Obserwuję dwie skrajności. Pierwsza: niekiedy do rangi raportów bieżących urastają informacje o charakterze stricte marketingowym. Przykład? Firmy – szczególnie te z NewConnect  - bardzo lubią informować o przyznawanych im nagrodach. Z kolei kilka dni temu zadziwił mnie MIT, który podał , że Dr. Kalliwoda Research wydał dla spółki rekomendację „kupuj". Gratuluję. Jestem jednak ciekawe,  czy  byłaby skłonna do publikacji podobnego raportu, gdyby zalecenie brzmiało „sprzedaj"?

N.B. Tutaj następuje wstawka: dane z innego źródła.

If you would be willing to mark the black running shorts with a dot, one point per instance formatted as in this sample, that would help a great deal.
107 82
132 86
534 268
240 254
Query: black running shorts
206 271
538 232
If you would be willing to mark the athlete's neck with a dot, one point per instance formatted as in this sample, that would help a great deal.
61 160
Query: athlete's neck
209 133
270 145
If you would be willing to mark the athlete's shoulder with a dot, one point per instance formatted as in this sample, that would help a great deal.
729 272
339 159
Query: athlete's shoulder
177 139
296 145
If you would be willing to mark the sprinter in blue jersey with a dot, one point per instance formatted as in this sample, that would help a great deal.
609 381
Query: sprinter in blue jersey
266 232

Czytaj i komentuj na blogu

Z drugiej strony komunikacja często szwankuje, kiedy taka informacja rzeczywiście powinna – a nawet musi – trafić nas rynek. Dowodem na to jest mnogość kar, nakładanych przez KNF na spółki giełdowe. Na początku września ukarane zostały m.in. Emperia, Eurocash i Dom Inwestycyjny Platinum Capital. O ile w przypadku dwóch pierwszych  chodziło o incydentalne naruszenie obowiązków informacyjnych (brak informacji o rozpoczęciu negocjacji), o tyle w tej ostatniej – już nie. DI Platinum jako akcjonariusz PSW Capital aż 35 razy nie dokonał zawiadomienia KNF i spółki PSW Capital o zmianie udziału ponad 33 proc. ogólnej liczby głosów o co najmniej 1 proc.

W szczególnie trudnej sytuacji są akcjonariusze tych firm, które mają problemy finansowe i starają się o upadłość układową. Wtedy zaczyna się gra pod decyzję sądu: jeśli ogłosi likwidację, kurs się załamuje. Gdy werdykt brzmi „upadłość z możliwością układu" – mamy mega wzrosty. Jak pokazuje praktyka, rynek często dowiaduje się o decyzji sądu zanim zostanie oficjalnie opublikowana. Dobrze było to widać w ubiegły piątek na przykładzie Foty. Kurs od rana piął się w górę, po kilku godzinach rosnąc już o ponad 20 proc. Ci, którym udało się dodzwonić do sądu i uzyskać stosowną informację, byli zatem na znacznie lepszej pozycji od inwestorów, którzy czekali na komunikat spółki. Ten bowiem pojawił się dopiero po sesji.